Ты бросил нам перчатку,
Так получай же по заслугам, пес!
 
   Я запомнил эти строчки, потому что из-за них в редколлегии журнала разгорелся спор. Более осмотрительные считали, что «пес» — слишком резко: не то чтобы кайзер этого не заслужил, нет, просто слово слишком грубое, не гармонирует с высоконравственным звучанием стихотворения в целом и с литературным уровнем «Ореола». Вопреки моему бурному протесту и не считаясь со стихотворным размером, слово это вычеркнули.
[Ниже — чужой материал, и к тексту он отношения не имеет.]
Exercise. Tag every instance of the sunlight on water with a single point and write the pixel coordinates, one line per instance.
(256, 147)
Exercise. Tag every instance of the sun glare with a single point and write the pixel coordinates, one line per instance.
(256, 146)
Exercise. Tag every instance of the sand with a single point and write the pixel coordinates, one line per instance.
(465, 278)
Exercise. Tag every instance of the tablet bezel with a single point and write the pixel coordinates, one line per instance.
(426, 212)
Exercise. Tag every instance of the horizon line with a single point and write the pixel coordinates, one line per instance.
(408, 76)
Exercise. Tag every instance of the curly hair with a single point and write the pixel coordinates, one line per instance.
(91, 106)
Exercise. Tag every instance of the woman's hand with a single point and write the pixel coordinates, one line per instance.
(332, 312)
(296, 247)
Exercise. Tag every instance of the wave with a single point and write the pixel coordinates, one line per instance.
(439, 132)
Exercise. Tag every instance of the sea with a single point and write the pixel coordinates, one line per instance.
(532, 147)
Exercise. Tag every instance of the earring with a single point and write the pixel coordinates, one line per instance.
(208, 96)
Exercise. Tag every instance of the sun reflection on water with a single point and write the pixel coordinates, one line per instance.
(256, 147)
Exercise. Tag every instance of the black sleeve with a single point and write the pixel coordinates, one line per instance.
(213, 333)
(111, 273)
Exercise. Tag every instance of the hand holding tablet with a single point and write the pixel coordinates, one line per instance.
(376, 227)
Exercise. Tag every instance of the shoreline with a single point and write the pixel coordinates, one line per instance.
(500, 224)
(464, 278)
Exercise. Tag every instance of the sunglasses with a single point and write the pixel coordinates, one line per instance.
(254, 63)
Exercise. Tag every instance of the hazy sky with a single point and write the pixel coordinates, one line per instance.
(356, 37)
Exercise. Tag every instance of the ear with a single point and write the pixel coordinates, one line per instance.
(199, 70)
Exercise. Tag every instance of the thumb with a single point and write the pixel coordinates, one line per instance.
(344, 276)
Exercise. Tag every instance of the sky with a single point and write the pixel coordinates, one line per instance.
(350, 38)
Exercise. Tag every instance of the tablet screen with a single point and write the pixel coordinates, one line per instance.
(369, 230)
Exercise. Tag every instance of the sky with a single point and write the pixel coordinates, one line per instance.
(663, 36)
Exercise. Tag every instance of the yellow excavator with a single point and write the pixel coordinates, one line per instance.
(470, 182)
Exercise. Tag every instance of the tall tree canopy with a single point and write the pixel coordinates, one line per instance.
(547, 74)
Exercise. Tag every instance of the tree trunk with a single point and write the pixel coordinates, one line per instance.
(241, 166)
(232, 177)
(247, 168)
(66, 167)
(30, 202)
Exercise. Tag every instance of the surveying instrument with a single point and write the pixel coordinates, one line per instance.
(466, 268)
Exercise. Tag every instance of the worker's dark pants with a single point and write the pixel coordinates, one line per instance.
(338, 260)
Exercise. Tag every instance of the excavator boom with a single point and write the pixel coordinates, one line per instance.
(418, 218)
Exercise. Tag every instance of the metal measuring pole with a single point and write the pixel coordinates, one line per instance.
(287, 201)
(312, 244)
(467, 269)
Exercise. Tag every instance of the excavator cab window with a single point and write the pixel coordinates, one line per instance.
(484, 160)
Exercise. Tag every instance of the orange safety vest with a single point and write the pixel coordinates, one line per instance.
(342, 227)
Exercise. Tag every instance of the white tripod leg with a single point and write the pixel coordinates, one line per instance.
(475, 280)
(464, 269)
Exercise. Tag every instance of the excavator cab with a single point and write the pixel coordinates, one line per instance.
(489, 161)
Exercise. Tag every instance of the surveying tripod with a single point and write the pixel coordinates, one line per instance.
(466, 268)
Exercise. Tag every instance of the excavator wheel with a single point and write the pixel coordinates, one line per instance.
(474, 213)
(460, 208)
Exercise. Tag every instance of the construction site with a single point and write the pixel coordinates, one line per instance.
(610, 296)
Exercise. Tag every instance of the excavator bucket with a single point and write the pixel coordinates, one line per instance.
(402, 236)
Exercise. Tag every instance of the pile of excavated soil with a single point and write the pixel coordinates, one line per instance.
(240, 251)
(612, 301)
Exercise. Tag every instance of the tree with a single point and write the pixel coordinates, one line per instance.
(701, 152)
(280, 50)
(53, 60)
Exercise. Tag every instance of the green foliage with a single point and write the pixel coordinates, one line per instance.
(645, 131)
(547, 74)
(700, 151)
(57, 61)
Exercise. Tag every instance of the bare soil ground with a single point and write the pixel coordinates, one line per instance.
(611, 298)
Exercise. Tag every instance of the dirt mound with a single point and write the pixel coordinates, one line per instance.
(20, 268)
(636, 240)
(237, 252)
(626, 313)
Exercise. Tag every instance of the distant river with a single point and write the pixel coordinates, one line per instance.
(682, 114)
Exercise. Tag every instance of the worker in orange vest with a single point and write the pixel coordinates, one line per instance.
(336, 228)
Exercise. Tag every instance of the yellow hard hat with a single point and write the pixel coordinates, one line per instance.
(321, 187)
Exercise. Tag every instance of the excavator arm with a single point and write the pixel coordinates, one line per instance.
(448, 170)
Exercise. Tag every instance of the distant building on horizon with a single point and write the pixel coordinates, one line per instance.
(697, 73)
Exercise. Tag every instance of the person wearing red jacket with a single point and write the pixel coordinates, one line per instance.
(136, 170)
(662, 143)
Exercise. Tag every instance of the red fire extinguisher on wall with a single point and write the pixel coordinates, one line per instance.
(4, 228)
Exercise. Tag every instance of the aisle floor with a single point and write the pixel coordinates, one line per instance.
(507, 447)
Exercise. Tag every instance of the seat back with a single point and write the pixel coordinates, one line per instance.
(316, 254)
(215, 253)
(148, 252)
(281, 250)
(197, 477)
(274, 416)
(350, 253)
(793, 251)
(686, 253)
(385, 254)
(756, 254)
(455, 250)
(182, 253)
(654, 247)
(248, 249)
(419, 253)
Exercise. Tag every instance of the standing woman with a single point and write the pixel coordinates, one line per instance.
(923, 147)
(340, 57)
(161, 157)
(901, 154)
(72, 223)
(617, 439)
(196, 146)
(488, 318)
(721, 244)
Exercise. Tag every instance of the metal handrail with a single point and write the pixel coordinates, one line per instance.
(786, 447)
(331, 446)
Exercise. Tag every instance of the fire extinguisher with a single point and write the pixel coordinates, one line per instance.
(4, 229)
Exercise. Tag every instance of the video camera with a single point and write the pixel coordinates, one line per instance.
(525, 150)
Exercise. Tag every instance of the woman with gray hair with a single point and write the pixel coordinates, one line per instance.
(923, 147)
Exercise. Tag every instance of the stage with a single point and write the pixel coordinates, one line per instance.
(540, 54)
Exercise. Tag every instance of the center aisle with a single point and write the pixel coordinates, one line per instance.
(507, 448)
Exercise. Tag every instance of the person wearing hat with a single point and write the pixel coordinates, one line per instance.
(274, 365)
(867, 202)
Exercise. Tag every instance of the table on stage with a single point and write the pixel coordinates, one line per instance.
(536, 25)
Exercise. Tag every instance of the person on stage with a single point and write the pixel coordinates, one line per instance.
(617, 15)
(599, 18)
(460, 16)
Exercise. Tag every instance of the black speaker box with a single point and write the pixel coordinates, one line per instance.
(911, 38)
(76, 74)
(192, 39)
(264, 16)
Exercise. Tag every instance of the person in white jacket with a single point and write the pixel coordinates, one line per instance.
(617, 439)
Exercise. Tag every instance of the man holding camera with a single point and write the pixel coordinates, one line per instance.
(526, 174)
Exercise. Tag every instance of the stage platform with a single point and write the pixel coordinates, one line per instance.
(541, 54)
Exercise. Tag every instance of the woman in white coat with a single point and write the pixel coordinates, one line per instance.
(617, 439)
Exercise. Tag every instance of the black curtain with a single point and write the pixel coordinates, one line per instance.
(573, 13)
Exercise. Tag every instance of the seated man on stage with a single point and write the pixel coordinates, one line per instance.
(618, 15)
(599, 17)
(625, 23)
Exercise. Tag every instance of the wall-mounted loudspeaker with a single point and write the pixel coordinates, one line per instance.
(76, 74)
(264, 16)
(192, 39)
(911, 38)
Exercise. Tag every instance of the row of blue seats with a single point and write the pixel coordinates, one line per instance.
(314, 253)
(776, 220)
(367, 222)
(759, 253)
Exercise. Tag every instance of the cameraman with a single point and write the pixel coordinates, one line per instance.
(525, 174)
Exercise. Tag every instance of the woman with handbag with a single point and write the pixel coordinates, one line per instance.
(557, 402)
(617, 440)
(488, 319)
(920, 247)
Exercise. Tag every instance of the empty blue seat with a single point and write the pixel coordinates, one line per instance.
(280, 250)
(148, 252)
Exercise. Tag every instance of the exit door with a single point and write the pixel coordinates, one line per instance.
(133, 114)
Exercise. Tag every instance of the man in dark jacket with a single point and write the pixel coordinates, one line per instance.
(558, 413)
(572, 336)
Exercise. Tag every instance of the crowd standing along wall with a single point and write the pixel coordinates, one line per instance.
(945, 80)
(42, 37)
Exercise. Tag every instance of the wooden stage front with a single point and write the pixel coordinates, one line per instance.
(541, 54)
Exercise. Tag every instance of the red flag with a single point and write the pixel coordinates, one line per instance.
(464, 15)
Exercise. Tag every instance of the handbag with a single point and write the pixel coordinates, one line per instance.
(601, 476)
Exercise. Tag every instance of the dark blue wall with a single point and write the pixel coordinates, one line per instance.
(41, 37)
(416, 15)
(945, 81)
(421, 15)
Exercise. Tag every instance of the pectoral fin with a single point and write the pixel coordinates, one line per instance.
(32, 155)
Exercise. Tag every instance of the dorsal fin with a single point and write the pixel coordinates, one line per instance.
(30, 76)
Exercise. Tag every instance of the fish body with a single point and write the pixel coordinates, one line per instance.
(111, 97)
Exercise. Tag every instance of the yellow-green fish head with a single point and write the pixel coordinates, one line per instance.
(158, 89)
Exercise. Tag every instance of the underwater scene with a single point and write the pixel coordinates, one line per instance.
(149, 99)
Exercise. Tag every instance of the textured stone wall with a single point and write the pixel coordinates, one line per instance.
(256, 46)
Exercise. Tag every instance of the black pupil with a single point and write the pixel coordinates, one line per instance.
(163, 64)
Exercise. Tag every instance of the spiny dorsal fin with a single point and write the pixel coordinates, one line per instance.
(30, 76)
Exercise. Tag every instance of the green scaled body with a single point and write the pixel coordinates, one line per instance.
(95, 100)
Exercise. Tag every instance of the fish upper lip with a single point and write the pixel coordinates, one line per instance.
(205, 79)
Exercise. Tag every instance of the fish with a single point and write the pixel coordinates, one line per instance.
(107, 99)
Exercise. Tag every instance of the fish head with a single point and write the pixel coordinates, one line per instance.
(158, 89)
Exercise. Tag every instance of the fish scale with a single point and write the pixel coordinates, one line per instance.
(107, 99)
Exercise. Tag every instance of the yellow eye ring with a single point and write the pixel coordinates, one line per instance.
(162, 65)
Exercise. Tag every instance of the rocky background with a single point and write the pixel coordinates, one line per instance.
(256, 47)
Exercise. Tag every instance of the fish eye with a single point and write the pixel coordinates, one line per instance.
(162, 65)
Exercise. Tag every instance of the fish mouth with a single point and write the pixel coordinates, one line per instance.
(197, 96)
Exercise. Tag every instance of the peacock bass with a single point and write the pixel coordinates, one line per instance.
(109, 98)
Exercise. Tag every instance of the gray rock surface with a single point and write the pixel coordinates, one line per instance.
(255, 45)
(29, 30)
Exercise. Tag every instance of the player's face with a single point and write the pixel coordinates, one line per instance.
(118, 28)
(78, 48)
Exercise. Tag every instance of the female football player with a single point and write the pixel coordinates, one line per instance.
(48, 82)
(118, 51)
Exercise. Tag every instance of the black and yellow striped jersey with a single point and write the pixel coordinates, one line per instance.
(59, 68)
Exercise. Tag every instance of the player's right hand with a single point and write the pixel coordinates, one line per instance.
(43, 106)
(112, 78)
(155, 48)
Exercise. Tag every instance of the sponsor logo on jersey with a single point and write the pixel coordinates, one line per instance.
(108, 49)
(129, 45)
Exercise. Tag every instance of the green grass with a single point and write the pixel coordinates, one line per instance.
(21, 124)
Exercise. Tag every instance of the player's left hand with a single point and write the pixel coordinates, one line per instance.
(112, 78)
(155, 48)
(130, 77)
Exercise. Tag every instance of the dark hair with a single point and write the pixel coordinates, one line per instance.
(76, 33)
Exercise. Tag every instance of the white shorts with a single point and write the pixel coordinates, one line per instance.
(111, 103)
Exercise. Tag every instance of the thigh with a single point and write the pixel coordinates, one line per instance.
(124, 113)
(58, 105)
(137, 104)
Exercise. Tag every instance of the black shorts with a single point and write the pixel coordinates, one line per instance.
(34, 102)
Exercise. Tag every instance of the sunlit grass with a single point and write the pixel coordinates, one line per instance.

   В тот же год я написал еще одно стихотворение, веселое, о крестьянине, который пахал землю у себя во Фландрии и наткнулся на череп; он продолжал мирно пахать, а могучие пушки грохотали, и череп «своей ужасной тайне ухмылялся». Припоминаю и первый мой рассказ под названием «Виргинский винчестер» — про юношу из хорошей семьи, который смалодушничал было, потом набрался мужества, кинулся в атаку и погиб, но восстановил свою честь. Насколько помню, это и есть мои первые литературные опыты; сразу видно, что важную роль играла в них минувшая война.
   Я говорю все это, просто чтобы показать, с чего я начинал. Это были первые шаги.
 
 
   То, что со мной произошло с той поры, в последние годы не раз пытались объяснить одной историей, которая случилась со мной в колледже. По-моему, я никогда Вам о ней не рассказывал. Не оттого, что стыдился своей роли в ней, и не оттого, что боялся об этом говорить. Просто к слову не пришлось; я даже как-то про это забыл. Но сейчас, когда мы расстаемся, лучше, пожалуй, рассказать: для меня жизненно важно, чтобы одно было совершенно ясно — я отнюдь не ожесточенный мученик, не жертва чего-либо, что случилось в прошлом. Да, конечно, было время, когда меня переполняла горечь. Вы прекрасно об этом знаете. Было время, когда мне казалось — жизнь меня предала. Но теперь эта излишняя чувствительность прошла, и с ней прошла горечь. Это чистая правда.
   Но вернемся к той, истории.
   Как Вы знаете, Лис, когда первая моя книга вышла в свет, мой родной город на меня ополчился. И тогда так называемую «ожесточенность» книги попытались объяснить тем, что в пору колледжа меня однажды лишили гражданских прав. Теперь пайн-рокская история известна всему округу Старая Кэтоуба, а к тому времени, когда книга моя вышла, имена главных участников были уже почти забыты. Но оттого, что среди участников был я, опять пошли разговоры и ту чудовищную трагедию вновь вытащили на свет божий.
   Припомнили, да помилует бог всех, кто в ту пору хранил молчание, что однажды ночью пятеро студентов повели своего однокурсника Белла на спортивную площадку, завязали ему глаза и заставили плясать на бочке. Припомнили, что он споткнулся, упал с бочки прямо на горлышко разбитой бутылки, перерезал яремную вену и за пять минут истек кровью и умер. Пятеро студентов — я, Рэнди Шеппертон, Джон Брэкет, Стоуэл Андерсон и Дик Карр — были исключены из колледжа, преданы суду, отданы под опеку родителей или близких родственников и особым постановлением лишены гражданских прав.
   Все это так. Но, когда книга моя вышла в свет, историю эту истолковали превратно. Никто из нас пятерых, на мой взгляд, не стал «конченым человеком» и не «ожесточился», что и подтверждает вся наша дальнейшая жизнь. Конечно же, трагические последствия нашего поступка (а из пятерых лишенных гражданских прав по крайней мере трое — не стану говорить, кто именно, — были всего лишь зрителями) наложили темный, страшный отпечаток на нашу юность. Но прав был Рэнди, когда прошептал мне в ту ужасную ночь, пока мы стояли, бледные, беспомощные, и при свете луны смотрели, как несчастный мальчик истекает кровью:
   — Мы ни в чем не виноваты… просто мы безмозглые дураки!
   Да, такое чувство было у всех нас в ту ночь, когда мы в ужасе стояли на коленях вокруг умирающего товарища. И я знаю, то же чувствовал и сам Белл — он видел ужас и раскаяние на наших побледневших лицах и, умирая, пытался нам улыбнуться, что-то сказать. Он не мог выговорить ни слова, но все мы знали: если бы ему это удалось, он сказал бы, что жалеет нас, что понимает — это мы не со зла, нет, просто по глупости.